Remontons un peu dans le temps. Le petit cabinet ayant initialement vu le jour dans une pièce du logement d’étudiante de Francine se transfère bientôt dans les quelques mètres carrés d’un espace situé derrière un bâtiment d’époque donnant sur le canal d’Oude Delft (actuellement rénové et entièrement occupé par le groupe de travail actuel qui s’est élargi dans plusieurs autres bâtiments adjacents). Les jeunes architectes optent pour un nom résolument original pour le lancement officiel du cabinet : Mecanoo, en référence au jeu de construction britannique, une façon de souligner leur créativité ludique et leur volonté de proposer des solutions toujours différentes, innovantes et mieux adaptées à leur époque. Quant au logo du cabinet, un plongeur bleu, il symbolise l’audace et le dynamisme de Mecanoo. Aujourd’hui encore, après trois décennies, le cabinet n’a rien perdu de la joie et de l’enthousiasme avec lesquels il aborde les projets et il promet à ses nouveaux employés potentiels qu’ils « travailleront aux côtés de personnes talentueuses, passionnées et positives qui aiment ce qu’elles font », « des esprits libres et cosmopolites prêts à donner naissance à des projets contribuant à façonner l’identité des personnes et les liens qui les unissent ».

Ce petit noyau dur initial va malheureusement s’étioler au fur et à mesure et après de nombreux rebondissements Francine va rester seule. Elle ne renoncera cependant jamais à concrétiser les rêves qui avaient nourri sa jeunesse. De prestigieux projets arrivent ainsi qu’une surprenante quantité de commandes et de réalisations provenant du monde entier, puis des prix de tout premier plan jusque-là rarement décernés à des femmes. Les projets du cabinet vont des théâtres aux musées en passant par des bibliothèques et des hôtels sans oublier des projets résidentiels, des quartiers entiers, des logements et des parcs. Les bibliothèques en particulier, qui nous parlent d’ouverture et d’espaces attractifs et pleins de vie ont fait du cabinet Mecanoo une référence mondiale. Conçues pour accueillir tout le monde sans distinction de classe sociale ou culturelle « les bibliothèques sont beaucoup plus que des livres. » Comme le souligne Francine Houben avec conviction, « elles sont faites pour rencontrer les autres et apprendre ce qu’ils ont à nous enseigner, pour créer des choses ». Ce sont à l’heure actuelle « les bâtiments publics les plus importants, comme l’étaient les cathédrales dans le passé ».

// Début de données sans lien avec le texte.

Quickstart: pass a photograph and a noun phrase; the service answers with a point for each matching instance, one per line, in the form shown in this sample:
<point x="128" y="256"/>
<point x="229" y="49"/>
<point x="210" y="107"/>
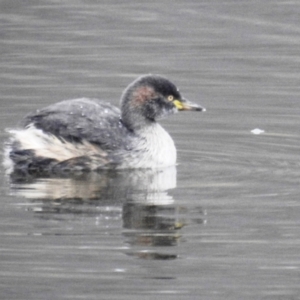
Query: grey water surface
<point x="222" y="224"/>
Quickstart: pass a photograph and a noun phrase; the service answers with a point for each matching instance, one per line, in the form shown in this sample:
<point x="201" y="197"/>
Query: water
<point x="224" y="224"/>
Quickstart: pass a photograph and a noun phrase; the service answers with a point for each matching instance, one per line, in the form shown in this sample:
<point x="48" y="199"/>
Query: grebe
<point x="89" y="134"/>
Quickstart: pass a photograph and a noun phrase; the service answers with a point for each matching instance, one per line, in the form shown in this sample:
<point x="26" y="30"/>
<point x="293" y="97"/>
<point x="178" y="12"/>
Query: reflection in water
<point x="151" y="220"/>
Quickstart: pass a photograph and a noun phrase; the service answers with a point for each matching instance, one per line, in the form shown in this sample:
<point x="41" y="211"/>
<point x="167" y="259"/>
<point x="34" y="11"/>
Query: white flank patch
<point x="257" y="131"/>
<point x="49" y="146"/>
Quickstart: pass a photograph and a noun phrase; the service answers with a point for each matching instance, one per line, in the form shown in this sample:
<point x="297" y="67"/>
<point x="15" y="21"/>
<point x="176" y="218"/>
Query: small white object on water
<point x="257" y="131"/>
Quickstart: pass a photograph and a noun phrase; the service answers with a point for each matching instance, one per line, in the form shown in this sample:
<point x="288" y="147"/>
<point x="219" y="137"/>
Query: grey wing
<point x="82" y="119"/>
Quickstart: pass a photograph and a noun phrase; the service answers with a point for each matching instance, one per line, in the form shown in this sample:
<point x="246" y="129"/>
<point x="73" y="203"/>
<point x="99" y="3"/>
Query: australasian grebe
<point x="88" y="134"/>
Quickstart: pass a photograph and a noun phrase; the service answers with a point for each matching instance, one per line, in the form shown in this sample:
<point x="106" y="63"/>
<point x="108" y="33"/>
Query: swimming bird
<point x="89" y="134"/>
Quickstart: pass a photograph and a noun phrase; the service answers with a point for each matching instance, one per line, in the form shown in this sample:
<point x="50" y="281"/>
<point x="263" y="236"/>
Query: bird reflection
<point x="150" y="219"/>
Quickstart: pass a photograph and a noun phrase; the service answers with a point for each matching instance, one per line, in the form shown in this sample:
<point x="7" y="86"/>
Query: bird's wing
<point x="82" y="119"/>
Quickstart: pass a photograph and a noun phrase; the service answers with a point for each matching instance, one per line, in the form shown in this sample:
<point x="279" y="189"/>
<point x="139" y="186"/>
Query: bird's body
<point x="89" y="134"/>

Figurant parmi les six finalistes des projets sélectionnés pour le Stirling Prize 2014 par le Royal Institute of British Architects (RIBA) aux côtés de projets tels que The Shard de Renzo Piano ou l’Olympic Aquatics Centre de Zaha Hadid, la bibliothèque de Birmingham-LoB, la plus grande d’Europe, a précisément été conçue comme un « Palais du Peuple ».
Ce riche et important portefeuille de projets s’accompagne d’une carrière universitaire tout aussi prestigieuse : chaire d’architecture et d’esthétique de la mobilité à l’Université de technologie de Delft, professeur invité aux universités de Harvard et de Yale où elle occupera cette année le poste de Louis Kahn et membre honoraire de nombreux établissements de premier plan. Conservatrice de la première Biennale Internationale d’Architecture de Rotterdam, Houben a été l’une des premières femmes à sensibiliser le public à l’échelle mondiale à la mobilité esthétique en prônant dès 2003 l’importance d’une vie plus saine et d’une utilisation moindre des voitures au profit du vélo qu’elle prédisait être le moyen de locomotion du futur.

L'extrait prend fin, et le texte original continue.